The Swedish furniture retailer, which employees more than 10,000 people across 22 stores in the UK, typically pays between £404 and £452 ($547 and $612) per week. But the unvaccinated, who are mandated to isolate for at least seven days following exposure to Covid-19, will only receive the statutory sick pay (SSP) of £96.35 that is stipulated by law. (Since last October, fully vaccinated brits are not required to self-isolate if they have been in close contact with someone infected.)
“We appreciate that this is an emotive topic and all circumstances will be considered on a case by case basis, therefore anyone in doubt or concerned about their situation is encouraged to speak to their manager,” an IKEA spokesperson told The Mail on Sunday (Jan. 9). Special circumstances, such as pregnancy or other medical grounds, would make workers eligible for full pay.

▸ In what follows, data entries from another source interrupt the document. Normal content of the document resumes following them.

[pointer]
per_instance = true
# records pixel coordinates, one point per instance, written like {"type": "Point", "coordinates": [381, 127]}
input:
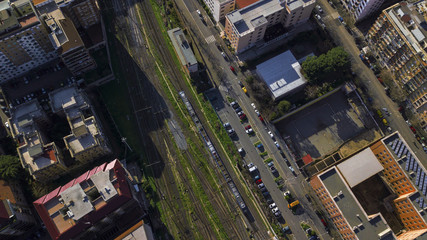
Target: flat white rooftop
{"type": "Point", "coordinates": [282, 74]}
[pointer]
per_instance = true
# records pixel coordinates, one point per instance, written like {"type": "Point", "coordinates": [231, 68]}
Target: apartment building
{"type": "Point", "coordinates": [360, 9]}
{"type": "Point", "coordinates": [64, 37]}
{"type": "Point", "coordinates": [246, 27]}
{"type": "Point", "coordinates": [16, 218]}
{"type": "Point", "coordinates": [398, 38]}
{"type": "Point", "coordinates": [40, 157]}
{"type": "Point", "coordinates": [220, 8]}
{"type": "Point", "coordinates": [99, 204]}
{"type": "Point", "coordinates": [333, 187]}
{"type": "Point", "coordinates": [83, 13]}
{"type": "Point", "coordinates": [400, 170]}
{"type": "Point", "coordinates": [86, 141]}
{"type": "Point", "coordinates": [24, 41]}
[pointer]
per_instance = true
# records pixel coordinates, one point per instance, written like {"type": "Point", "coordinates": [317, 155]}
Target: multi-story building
{"type": "Point", "coordinates": [100, 204]}
{"type": "Point", "coordinates": [398, 38]}
{"type": "Point", "coordinates": [399, 169]}
{"type": "Point", "coordinates": [64, 37]}
{"type": "Point", "coordinates": [219, 8]}
{"type": "Point", "coordinates": [24, 41]}
{"type": "Point", "coordinates": [16, 218]}
{"type": "Point", "coordinates": [83, 13]}
{"type": "Point", "coordinates": [41, 158]}
{"type": "Point", "coordinates": [360, 9]}
{"type": "Point", "coordinates": [246, 27]}
{"type": "Point", "coordinates": [86, 141]}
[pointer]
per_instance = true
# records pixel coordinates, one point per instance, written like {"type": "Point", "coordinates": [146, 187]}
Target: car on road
{"type": "Point", "coordinates": [234, 105]}
{"type": "Point", "coordinates": [241, 151]}
{"type": "Point", "coordinates": [232, 69]}
{"type": "Point", "coordinates": [319, 9]}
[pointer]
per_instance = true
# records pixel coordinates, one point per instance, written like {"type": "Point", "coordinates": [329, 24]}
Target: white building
{"type": "Point", "coordinates": [282, 74]}
{"type": "Point", "coordinates": [220, 8]}
{"type": "Point", "coordinates": [246, 27]}
{"type": "Point", "coordinates": [360, 9]}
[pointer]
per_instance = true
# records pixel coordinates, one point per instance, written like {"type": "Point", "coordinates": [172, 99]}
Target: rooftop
{"type": "Point", "coordinates": [360, 167]}
{"type": "Point", "coordinates": [409, 20]}
{"type": "Point", "coordinates": [254, 15]}
{"type": "Point", "coordinates": [282, 74]}
{"type": "Point", "coordinates": [71, 209]}
{"type": "Point", "coordinates": [63, 34]}
{"type": "Point", "coordinates": [364, 226]}
{"type": "Point", "coordinates": [185, 54]}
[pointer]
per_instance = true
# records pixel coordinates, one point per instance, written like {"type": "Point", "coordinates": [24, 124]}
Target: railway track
{"type": "Point", "coordinates": [143, 94]}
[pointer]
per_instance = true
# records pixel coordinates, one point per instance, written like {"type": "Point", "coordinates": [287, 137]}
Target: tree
{"type": "Point", "coordinates": [10, 167]}
{"type": "Point", "coordinates": [284, 106]}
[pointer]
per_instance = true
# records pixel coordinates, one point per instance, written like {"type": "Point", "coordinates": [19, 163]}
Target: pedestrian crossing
{"type": "Point", "coordinates": [210, 39]}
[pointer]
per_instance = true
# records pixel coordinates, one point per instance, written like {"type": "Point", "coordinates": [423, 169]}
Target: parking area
{"type": "Point", "coordinates": [322, 127]}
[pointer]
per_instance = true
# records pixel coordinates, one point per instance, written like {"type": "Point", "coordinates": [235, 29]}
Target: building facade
{"type": "Point", "coordinates": [360, 9]}
{"type": "Point", "coordinates": [220, 8]}
{"type": "Point", "coordinates": [24, 41]}
{"type": "Point", "coordinates": [64, 37]}
{"type": "Point", "coordinates": [16, 218]}
{"type": "Point", "coordinates": [39, 156]}
{"type": "Point", "coordinates": [86, 141]}
{"type": "Point", "coordinates": [99, 204]}
{"type": "Point", "coordinates": [404, 175]}
{"type": "Point", "coordinates": [246, 27]}
{"type": "Point", "coordinates": [398, 38]}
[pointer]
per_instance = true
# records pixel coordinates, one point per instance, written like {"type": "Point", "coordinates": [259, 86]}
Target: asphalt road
{"type": "Point", "coordinates": [380, 100]}
{"type": "Point", "coordinates": [228, 85]}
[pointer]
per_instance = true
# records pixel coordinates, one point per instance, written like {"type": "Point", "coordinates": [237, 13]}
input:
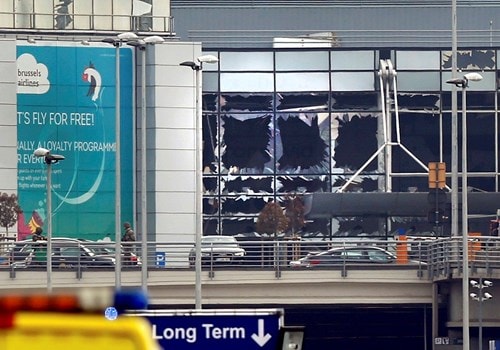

Several employers admit the SSP rate may be too low, leaving people struggling to put food on the table. Some might ignore covid rules and spread the disease by stepping out anyway. But companies are also struggling with mass absenteeism and rising costs.
IKEA’s move is a financial penalty of sorts.
The company wanted its workforce vaccinated, and made plenty of accommodations. Since last year, IKEA “committed to giving paid time off work for employees, in addition to providing sick pay as standard for the minority who experience minor side effects like fever or a headache,” a May 2021 UK government press release noted.
Cutting sick pay is likely an attempt to encourage more vaccinations. Furthermore, it’ll force down costs.
IKEA is not alone in penalizing the unvaccinated in the UK. Other companies, like grocery chain Morrisons and utility firm Wessex Water, have also cut sick pay for the unvaccinated. At most workplaces, only a handful of people will be adversely affected since nine in 10 Brits have received at least one shot of the covid-19 vaccine.
The US private sector often has tougher vaccine mandates. For instance, Delta Airlines charges unvaccinated employees $200 a month. Several companies, including Google and Citigroup, are firing US staff who refuse to get jabbed.
In the UK, “no jab, no job” policies are not easy to implement due to stronger worker protections and rules against discrimination. “Requirements must be proportionate, non-discriminatory and make provision for those who cannot be vaccinated for medical reasons,” a spokesperson for the equality and human rights commission has said. Employers could face lawsuits if they implement inflexible mandates, an HR management firm warned.
But it’s not totally impossible. Last June, Pimlico Plumbers mandated all new hires be vaccinated. Since November 2021, care workers have to take two shots to keep their jobs. But as the UK moves to a “living with covid” policy, such debates may soon be moot.